P05: World Model Evaluation Dashboard
Format: Jupyter notebook (p05_evaluation_dashboard.ipynb)
Prerequisites: P03, P04, L04
What You Will Build
A diagnostic notebook that loads both trained world models, runs them on the same held-out environment episodes, computes L04 metrics for each, and renders the results side by side using inline plots. The goal is not to declare a winner but to make the characteristic failure modes of each architecture visible.
Notebook Sections
Section 1: Load Both Models
Load the P03 Dreamer checkpoint (encoder + RSSM + Actor) and the P04 Transformer world model. Freeze both. Run a set of held-out episodes to collect ground-truth trajectories.
Section 2: Per-Model Metrics
Compute for each model on the held-out set:
| Metric | Model | What it measures |
|---|---|---|
| Reward correlation ρ | Dreamer | How well imagined rewards track real rewards |
| Token prediction loss | Transformer | One-step latent prediction accuracy |
| Long-horizon PSNR (steps 1, 3, 5, 10) | Both | How fast prediction quality degrades |
| Latent drift | Both | Divergence between imagined and real latent trajectories |
Section 3: Side-by-Side Plots
Render in the notebook:
- PSNR vs horizon step: both models on one axes
- Latent drift curves: both models on one axes
- Decoded frame sequences: ground truth, Dreamer imagined, Transformer imagined (a grid of frames at steps 1, 5, 10)
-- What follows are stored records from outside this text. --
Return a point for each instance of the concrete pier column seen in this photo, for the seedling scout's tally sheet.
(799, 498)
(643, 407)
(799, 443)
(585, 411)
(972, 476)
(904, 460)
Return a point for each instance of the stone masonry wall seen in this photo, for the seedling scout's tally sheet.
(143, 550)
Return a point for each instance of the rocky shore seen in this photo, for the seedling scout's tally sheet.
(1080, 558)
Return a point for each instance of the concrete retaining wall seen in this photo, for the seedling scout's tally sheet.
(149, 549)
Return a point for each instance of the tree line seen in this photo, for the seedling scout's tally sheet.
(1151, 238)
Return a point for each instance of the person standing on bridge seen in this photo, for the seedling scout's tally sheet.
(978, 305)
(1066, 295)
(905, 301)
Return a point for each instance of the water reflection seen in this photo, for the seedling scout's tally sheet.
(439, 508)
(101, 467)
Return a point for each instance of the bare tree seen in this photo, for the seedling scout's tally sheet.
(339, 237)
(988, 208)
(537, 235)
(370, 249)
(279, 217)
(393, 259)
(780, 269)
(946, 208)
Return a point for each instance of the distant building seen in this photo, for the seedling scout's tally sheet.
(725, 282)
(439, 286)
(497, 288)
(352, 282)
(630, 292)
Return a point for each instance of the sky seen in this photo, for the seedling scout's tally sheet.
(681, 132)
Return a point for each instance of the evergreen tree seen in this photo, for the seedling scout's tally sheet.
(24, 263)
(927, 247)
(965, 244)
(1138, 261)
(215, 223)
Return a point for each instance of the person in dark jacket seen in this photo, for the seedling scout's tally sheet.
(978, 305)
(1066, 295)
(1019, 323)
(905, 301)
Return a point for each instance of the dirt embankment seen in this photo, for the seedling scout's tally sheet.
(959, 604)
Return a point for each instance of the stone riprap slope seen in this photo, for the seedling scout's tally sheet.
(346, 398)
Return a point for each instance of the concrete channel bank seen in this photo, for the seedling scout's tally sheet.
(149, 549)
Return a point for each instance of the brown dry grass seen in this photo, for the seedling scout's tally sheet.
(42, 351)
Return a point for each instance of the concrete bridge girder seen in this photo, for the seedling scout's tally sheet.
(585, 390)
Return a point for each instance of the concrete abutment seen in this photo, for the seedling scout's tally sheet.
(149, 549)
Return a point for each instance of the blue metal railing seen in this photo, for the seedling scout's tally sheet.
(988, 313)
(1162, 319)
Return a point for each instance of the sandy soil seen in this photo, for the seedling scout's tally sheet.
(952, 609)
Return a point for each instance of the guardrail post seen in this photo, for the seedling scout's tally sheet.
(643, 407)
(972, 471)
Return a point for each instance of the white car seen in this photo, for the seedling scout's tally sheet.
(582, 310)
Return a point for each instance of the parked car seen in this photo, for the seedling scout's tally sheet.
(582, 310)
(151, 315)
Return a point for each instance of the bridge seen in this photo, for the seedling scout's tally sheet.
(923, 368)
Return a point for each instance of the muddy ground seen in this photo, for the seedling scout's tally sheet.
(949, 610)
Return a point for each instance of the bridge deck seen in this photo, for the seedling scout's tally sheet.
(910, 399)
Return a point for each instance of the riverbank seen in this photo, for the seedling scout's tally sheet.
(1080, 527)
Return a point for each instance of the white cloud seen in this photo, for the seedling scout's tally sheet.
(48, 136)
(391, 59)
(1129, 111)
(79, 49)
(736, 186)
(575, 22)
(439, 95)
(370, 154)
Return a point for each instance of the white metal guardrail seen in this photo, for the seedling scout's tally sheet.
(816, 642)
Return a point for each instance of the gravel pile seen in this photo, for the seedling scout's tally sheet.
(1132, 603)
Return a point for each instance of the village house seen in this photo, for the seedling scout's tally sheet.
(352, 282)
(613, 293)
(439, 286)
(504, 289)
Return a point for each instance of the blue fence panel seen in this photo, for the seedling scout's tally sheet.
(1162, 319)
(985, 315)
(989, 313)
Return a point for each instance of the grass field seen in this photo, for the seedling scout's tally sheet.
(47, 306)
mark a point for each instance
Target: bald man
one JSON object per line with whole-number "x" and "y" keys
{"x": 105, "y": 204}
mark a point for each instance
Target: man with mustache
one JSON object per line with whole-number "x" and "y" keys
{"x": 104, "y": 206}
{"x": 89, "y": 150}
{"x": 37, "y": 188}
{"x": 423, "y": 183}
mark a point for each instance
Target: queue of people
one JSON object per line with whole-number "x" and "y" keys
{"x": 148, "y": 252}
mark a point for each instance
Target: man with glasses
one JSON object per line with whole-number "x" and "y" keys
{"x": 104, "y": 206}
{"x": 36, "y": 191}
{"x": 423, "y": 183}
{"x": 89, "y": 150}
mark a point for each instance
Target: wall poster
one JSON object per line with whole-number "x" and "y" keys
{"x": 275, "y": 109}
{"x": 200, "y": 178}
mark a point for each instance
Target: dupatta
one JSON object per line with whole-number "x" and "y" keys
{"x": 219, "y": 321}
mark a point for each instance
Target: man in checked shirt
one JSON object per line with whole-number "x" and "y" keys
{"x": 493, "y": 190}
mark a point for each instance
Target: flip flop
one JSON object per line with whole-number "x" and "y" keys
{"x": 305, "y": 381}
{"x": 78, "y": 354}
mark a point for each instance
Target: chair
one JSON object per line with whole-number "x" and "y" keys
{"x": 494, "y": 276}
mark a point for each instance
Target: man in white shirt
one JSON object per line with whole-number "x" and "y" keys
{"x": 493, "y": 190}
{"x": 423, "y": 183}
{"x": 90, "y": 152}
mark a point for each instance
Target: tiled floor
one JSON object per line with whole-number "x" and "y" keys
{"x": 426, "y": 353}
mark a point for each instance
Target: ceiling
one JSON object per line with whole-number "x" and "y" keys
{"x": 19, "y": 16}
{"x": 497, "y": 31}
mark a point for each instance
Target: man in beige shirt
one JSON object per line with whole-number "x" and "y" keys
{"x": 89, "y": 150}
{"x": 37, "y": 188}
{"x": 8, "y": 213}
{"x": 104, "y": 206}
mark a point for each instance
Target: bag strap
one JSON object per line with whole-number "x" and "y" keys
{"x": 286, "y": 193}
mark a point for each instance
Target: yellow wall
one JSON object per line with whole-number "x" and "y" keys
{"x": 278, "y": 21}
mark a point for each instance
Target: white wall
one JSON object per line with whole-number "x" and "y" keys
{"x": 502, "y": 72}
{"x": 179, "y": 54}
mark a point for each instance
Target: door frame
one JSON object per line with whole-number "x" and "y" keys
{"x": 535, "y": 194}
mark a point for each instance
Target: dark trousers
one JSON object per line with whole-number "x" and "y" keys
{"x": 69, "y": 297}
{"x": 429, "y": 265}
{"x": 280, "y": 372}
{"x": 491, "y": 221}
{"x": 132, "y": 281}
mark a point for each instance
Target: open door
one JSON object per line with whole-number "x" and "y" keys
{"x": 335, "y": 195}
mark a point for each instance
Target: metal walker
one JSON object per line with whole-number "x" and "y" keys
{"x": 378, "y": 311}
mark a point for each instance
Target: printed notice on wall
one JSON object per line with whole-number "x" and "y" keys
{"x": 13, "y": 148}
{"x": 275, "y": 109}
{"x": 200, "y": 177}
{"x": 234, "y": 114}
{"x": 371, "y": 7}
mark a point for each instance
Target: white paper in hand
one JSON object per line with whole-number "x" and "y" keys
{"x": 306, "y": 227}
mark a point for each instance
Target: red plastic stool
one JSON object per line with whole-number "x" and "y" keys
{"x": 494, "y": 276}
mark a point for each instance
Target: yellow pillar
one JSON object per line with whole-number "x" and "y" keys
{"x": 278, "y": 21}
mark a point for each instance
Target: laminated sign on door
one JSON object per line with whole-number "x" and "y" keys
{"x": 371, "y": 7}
- Summary metrics table printed inline
Section 4: Diagnostic Summary
For each metric where the two models differ substantially, write one markdown cell explaining the architectural reason. Use the L04 framework: which failure mode does this metric surface, and which design choice explains the gap?
Deliverables
- Completed notebook with all cells executed and all plots rendered inline
- Metrics table with values filled in for both models
- PSNR and latent drift plots
- Diagnostic summary (5-10 sentences in markdown cells)
Reference
Per-model metrics and interpretation: L04. Horizon drift and mitigation strategies: L04.